St Mary's, Sagada was notoriously Anglo-Catholic under Fr Staunton's leadership, but Frost introduced a number of new devotions: the proper observance of Candlemas and Corpus Christi, May devotions to the Blessed Virgin Mary, June devotions in honour of the Sacred Heart, November intercessions for the Holy Souls, and Benediction of the Blessed Sacrament as a regular feature of Sunday worship.

In 1918 Bishop Charles Brent was translated to a diocese in New York, and jurisdiction of the Philippines was transferred to Bishop Graves of Shanghai. Graves undertook a visitation in November 1918, and held that the singing of hymns before the Reserved Sacrament and the statue of the Virgin were illegal. He issued a directive, prohibiting such veneration. Despite threats to resign, Staunton and Frost remained in post, and the practices of Sagada continued. However, the appointment of Brent's successor, Frank Mosher, led to a final row: in September 1924 the Bishop invited the Chaplain of Brent School to open the communion rail to non-Episcopalians. Staunton declared this to be a "Pan-Protestant virus", and both he and Frost resigned at the end of 1924.

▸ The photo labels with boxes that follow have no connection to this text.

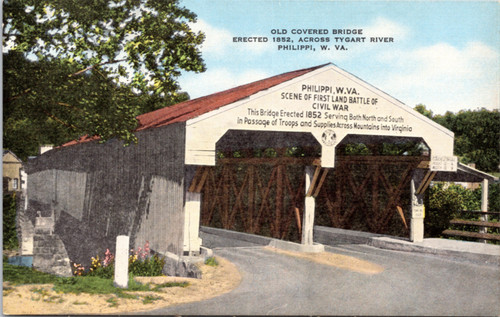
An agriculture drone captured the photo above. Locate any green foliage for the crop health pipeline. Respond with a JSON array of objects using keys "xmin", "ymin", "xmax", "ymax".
[
  {"xmin": 128, "ymin": 254, "xmax": 165, "ymax": 276},
  {"xmin": 3, "ymin": 193, "xmax": 19, "ymax": 250},
  {"xmin": 205, "ymin": 256, "xmax": 219, "ymax": 266},
  {"xmin": 3, "ymin": 262, "xmax": 189, "ymax": 298},
  {"xmin": 3, "ymin": 0, "xmax": 205, "ymax": 159},
  {"xmin": 142, "ymin": 295, "xmax": 163, "ymax": 305},
  {"xmin": 3, "ymin": 261, "xmax": 60, "ymax": 285},
  {"xmin": 424, "ymin": 183, "xmax": 467, "ymax": 237}
]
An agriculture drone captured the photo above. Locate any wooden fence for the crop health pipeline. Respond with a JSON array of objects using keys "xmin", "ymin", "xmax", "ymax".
[{"xmin": 443, "ymin": 211, "xmax": 500, "ymax": 242}]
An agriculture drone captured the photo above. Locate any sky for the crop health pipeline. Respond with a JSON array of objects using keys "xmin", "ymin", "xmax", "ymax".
[{"xmin": 176, "ymin": 0, "xmax": 500, "ymax": 114}]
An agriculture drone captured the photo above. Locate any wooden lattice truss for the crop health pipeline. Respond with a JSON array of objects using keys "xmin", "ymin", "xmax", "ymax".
[{"xmin": 188, "ymin": 156, "xmax": 433, "ymax": 240}]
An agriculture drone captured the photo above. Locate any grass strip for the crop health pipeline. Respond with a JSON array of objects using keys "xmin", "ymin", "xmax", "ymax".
[{"xmin": 3, "ymin": 262, "xmax": 189, "ymax": 298}]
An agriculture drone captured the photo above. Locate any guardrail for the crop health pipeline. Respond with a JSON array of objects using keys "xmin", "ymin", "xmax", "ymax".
[{"xmin": 443, "ymin": 210, "xmax": 500, "ymax": 241}]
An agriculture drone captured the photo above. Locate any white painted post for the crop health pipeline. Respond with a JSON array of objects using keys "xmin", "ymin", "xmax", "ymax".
[
  {"xmin": 301, "ymin": 166, "xmax": 316, "ymax": 245},
  {"xmin": 184, "ymin": 191, "xmax": 202, "ymax": 255},
  {"xmin": 479, "ymin": 179, "xmax": 488, "ymax": 243},
  {"xmin": 114, "ymin": 236, "xmax": 129, "ymax": 288},
  {"xmin": 410, "ymin": 176, "xmax": 424, "ymax": 242}
]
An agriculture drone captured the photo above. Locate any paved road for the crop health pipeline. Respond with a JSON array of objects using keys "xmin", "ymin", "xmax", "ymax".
[{"xmin": 146, "ymin": 233, "xmax": 500, "ymax": 316}]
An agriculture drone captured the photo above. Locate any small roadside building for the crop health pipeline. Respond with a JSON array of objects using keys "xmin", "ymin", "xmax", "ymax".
[{"xmin": 24, "ymin": 64, "xmax": 496, "ymax": 274}]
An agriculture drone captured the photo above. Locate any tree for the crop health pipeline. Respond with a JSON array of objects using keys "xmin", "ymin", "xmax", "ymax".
[
  {"xmin": 415, "ymin": 105, "xmax": 500, "ymax": 172},
  {"xmin": 3, "ymin": 0, "xmax": 205, "ymax": 156}
]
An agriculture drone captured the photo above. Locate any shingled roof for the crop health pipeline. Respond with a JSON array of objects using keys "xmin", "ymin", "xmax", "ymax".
[
  {"xmin": 62, "ymin": 63, "xmax": 330, "ymax": 146},
  {"xmin": 137, "ymin": 64, "xmax": 328, "ymax": 131}
]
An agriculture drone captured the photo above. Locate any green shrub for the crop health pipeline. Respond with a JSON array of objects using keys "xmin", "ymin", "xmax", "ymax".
[
  {"xmin": 3, "ymin": 193, "xmax": 19, "ymax": 250},
  {"xmin": 424, "ymin": 183, "xmax": 467, "ymax": 237},
  {"xmin": 205, "ymin": 256, "xmax": 219, "ymax": 266},
  {"xmin": 128, "ymin": 254, "xmax": 165, "ymax": 276}
]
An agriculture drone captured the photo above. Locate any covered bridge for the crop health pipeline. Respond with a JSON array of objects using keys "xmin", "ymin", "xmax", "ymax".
[{"xmin": 21, "ymin": 64, "xmax": 490, "ymax": 276}]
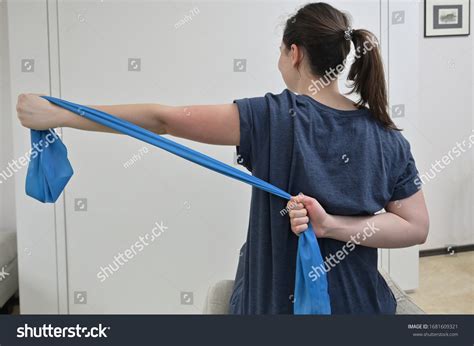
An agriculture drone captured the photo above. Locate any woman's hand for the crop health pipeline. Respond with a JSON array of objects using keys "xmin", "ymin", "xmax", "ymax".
[
  {"xmin": 287, "ymin": 194, "xmax": 331, "ymax": 238},
  {"xmin": 16, "ymin": 94, "xmax": 65, "ymax": 130}
]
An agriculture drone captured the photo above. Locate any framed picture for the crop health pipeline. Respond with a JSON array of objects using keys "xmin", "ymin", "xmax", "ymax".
[{"xmin": 425, "ymin": 0, "xmax": 471, "ymax": 37}]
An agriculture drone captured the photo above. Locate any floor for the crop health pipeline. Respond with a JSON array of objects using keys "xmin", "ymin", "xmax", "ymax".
[{"xmin": 409, "ymin": 251, "xmax": 474, "ymax": 314}]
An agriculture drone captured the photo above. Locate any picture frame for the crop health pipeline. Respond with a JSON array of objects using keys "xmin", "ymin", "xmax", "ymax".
[{"xmin": 424, "ymin": 0, "xmax": 471, "ymax": 37}]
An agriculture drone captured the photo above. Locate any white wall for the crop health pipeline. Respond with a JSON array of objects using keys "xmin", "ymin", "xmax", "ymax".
[
  {"xmin": 0, "ymin": 1, "xmax": 16, "ymax": 230},
  {"xmin": 416, "ymin": 1, "xmax": 474, "ymax": 249}
]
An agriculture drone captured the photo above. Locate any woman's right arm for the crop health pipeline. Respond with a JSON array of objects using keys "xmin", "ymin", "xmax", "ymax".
[{"xmin": 17, "ymin": 94, "xmax": 240, "ymax": 145}]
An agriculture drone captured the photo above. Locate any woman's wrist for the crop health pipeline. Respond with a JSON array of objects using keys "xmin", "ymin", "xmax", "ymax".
[
  {"xmin": 54, "ymin": 106, "xmax": 73, "ymax": 127},
  {"xmin": 320, "ymin": 214, "xmax": 337, "ymax": 238}
]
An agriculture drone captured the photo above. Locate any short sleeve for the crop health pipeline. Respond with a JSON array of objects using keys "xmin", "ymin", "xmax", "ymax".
[
  {"xmin": 234, "ymin": 97, "xmax": 269, "ymax": 171},
  {"xmin": 390, "ymin": 140, "xmax": 421, "ymax": 201}
]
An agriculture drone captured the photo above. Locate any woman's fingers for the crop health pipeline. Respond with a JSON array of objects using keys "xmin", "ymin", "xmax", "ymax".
[
  {"xmin": 290, "ymin": 207, "xmax": 308, "ymax": 217},
  {"xmin": 290, "ymin": 216, "xmax": 309, "ymax": 235}
]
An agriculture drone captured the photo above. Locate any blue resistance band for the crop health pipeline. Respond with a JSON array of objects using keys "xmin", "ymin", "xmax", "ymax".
[{"xmin": 26, "ymin": 96, "xmax": 331, "ymax": 315}]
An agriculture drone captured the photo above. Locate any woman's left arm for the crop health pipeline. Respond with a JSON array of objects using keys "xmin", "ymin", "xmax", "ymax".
[{"xmin": 289, "ymin": 190, "xmax": 429, "ymax": 248}]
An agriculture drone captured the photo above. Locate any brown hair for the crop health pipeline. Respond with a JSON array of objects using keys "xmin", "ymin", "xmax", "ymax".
[{"xmin": 283, "ymin": 2, "xmax": 399, "ymax": 130}]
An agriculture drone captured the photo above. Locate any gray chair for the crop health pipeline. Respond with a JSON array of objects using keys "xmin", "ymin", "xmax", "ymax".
[{"xmin": 203, "ymin": 272, "xmax": 424, "ymax": 315}]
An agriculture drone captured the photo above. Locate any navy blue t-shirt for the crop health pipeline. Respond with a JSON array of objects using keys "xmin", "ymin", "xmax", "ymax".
[{"xmin": 230, "ymin": 89, "xmax": 418, "ymax": 314}]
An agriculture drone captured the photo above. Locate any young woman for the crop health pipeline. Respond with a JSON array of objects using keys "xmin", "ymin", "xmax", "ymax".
[{"xmin": 17, "ymin": 3, "xmax": 429, "ymax": 314}]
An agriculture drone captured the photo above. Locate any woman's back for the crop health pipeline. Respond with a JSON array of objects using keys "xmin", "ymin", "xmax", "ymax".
[{"xmin": 232, "ymin": 90, "xmax": 418, "ymax": 313}]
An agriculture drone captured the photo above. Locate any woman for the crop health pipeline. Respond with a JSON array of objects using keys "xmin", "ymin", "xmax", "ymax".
[{"xmin": 17, "ymin": 3, "xmax": 429, "ymax": 314}]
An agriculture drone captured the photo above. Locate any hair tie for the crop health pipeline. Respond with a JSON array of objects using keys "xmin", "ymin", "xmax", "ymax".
[{"xmin": 344, "ymin": 27, "xmax": 354, "ymax": 41}]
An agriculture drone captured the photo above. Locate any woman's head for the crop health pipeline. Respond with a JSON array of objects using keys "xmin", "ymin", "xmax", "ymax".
[{"xmin": 278, "ymin": 2, "xmax": 396, "ymax": 129}]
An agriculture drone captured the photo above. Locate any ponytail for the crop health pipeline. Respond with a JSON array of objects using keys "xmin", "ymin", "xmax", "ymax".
[{"xmin": 347, "ymin": 29, "xmax": 401, "ymax": 131}]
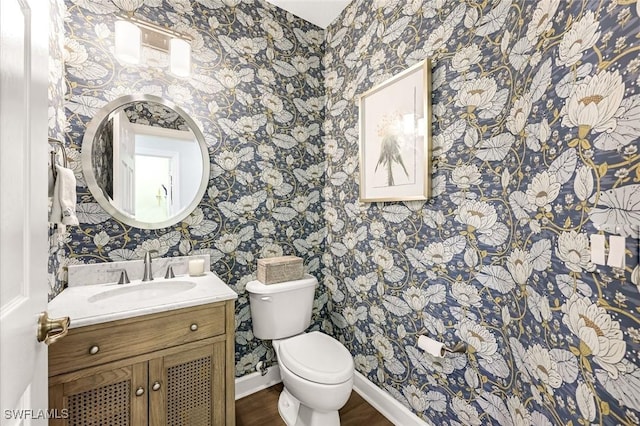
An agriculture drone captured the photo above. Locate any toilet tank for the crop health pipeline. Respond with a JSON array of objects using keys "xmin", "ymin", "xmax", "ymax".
[{"xmin": 246, "ymin": 275, "xmax": 318, "ymax": 340}]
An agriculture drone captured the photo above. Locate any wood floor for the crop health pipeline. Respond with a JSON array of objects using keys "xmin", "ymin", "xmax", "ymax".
[{"xmin": 236, "ymin": 383, "xmax": 392, "ymax": 426}]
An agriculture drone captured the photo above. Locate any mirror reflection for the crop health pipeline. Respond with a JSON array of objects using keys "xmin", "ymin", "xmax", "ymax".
[{"xmin": 82, "ymin": 96, "xmax": 209, "ymax": 228}]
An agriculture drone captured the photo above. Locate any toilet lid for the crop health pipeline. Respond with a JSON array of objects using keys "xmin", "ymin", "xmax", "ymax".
[{"xmin": 278, "ymin": 331, "xmax": 354, "ymax": 385}]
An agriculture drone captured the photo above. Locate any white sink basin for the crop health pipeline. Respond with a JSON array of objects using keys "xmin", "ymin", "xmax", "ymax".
[
  {"xmin": 87, "ymin": 280, "xmax": 196, "ymax": 303},
  {"xmin": 47, "ymin": 272, "xmax": 238, "ymax": 328}
]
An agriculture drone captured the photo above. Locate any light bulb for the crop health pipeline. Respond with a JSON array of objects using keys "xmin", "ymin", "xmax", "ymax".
[{"xmin": 115, "ymin": 20, "xmax": 141, "ymax": 64}]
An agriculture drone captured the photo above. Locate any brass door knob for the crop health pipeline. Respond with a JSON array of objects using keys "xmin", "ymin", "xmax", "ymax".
[{"xmin": 36, "ymin": 311, "xmax": 71, "ymax": 345}]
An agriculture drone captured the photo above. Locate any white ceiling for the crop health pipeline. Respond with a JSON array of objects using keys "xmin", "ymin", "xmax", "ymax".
[{"xmin": 267, "ymin": 0, "xmax": 351, "ymax": 28}]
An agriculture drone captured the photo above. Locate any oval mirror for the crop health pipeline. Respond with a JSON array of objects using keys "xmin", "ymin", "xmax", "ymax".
[{"xmin": 82, "ymin": 95, "xmax": 210, "ymax": 229}]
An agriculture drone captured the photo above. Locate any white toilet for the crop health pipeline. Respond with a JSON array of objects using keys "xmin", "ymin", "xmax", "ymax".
[{"xmin": 246, "ymin": 275, "xmax": 354, "ymax": 426}]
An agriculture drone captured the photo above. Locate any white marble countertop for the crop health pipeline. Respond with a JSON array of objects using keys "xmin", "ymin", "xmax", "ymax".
[{"xmin": 48, "ymin": 272, "xmax": 238, "ymax": 328}]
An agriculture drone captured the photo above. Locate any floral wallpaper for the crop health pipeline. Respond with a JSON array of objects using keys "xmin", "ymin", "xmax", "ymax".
[
  {"xmin": 48, "ymin": 0, "xmax": 66, "ymax": 299},
  {"xmin": 322, "ymin": 0, "xmax": 640, "ymax": 426},
  {"xmin": 52, "ymin": 0, "xmax": 326, "ymax": 376},
  {"xmin": 50, "ymin": 0, "xmax": 640, "ymax": 426}
]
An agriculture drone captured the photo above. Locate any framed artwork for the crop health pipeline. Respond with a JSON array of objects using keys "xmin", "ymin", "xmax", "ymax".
[{"xmin": 359, "ymin": 59, "xmax": 431, "ymax": 203}]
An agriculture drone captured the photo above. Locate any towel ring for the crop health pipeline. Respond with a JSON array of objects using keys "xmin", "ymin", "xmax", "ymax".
[{"xmin": 49, "ymin": 138, "xmax": 69, "ymax": 180}]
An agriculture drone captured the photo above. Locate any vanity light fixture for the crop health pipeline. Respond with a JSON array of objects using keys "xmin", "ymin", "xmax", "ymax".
[{"xmin": 115, "ymin": 16, "xmax": 192, "ymax": 77}]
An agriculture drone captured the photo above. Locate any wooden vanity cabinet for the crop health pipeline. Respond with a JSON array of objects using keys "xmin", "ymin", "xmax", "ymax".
[{"xmin": 49, "ymin": 300, "xmax": 235, "ymax": 426}]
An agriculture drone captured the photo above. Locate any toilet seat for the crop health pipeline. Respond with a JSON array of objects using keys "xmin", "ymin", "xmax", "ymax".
[{"xmin": 278, "ymin": 331, "xmax": 354, "ymax": 385}]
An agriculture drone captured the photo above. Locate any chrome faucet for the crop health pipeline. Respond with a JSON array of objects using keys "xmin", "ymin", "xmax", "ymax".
[
  {"xmin": 116, "ymin": 269, "xmax": 131, "ymax": 284},
  {"xmin": 142, "ymin": 250, "xmax": 158, "ymax": 281}
]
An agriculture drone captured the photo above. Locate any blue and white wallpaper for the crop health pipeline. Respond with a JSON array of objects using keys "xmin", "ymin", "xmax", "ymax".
[
  {"xmin": 52, "ymin": 0, "xmax": 326, "ymax": 376},
  {"xmin": 51, "ymin": 0, "xmax": 640, "ymax": 426},
  {"xmin": 322, "ymin": 0, "xmax": 640, "ymax": 426}
]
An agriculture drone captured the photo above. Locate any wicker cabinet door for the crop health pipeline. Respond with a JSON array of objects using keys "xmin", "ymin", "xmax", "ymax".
[
  {"xmin": 49, "ymin": 362, "xmax": 148, "ymax": 426},
  {"xmin": 149, "ymin": 341, "xmax": 225, "ymax": 426}
]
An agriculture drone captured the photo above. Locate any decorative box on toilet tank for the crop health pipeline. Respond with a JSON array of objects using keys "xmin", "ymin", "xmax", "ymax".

In 1983 during the Marcos dictatorship, refugees fleeing the Beew massacre (in which the 623rd Philippine Constabulary burned down Sitio Beew in Tuba, Abra, claiming that they were "rebel sympathizers") were forced to take refuge in the Church of the St. Mary, where they were given succor by Fr. Paul Sagayo Jr. until they could finally be aided by Atty Pablo Sanidad of the Free Legal Assistance Group and journalist Isidoro Chammag of the Bulletin Today.

American historian William Henry Scott was buried in its grounds on October 10, 1993.

The church is subsequently a member of the Episcopal Church in the Philippines.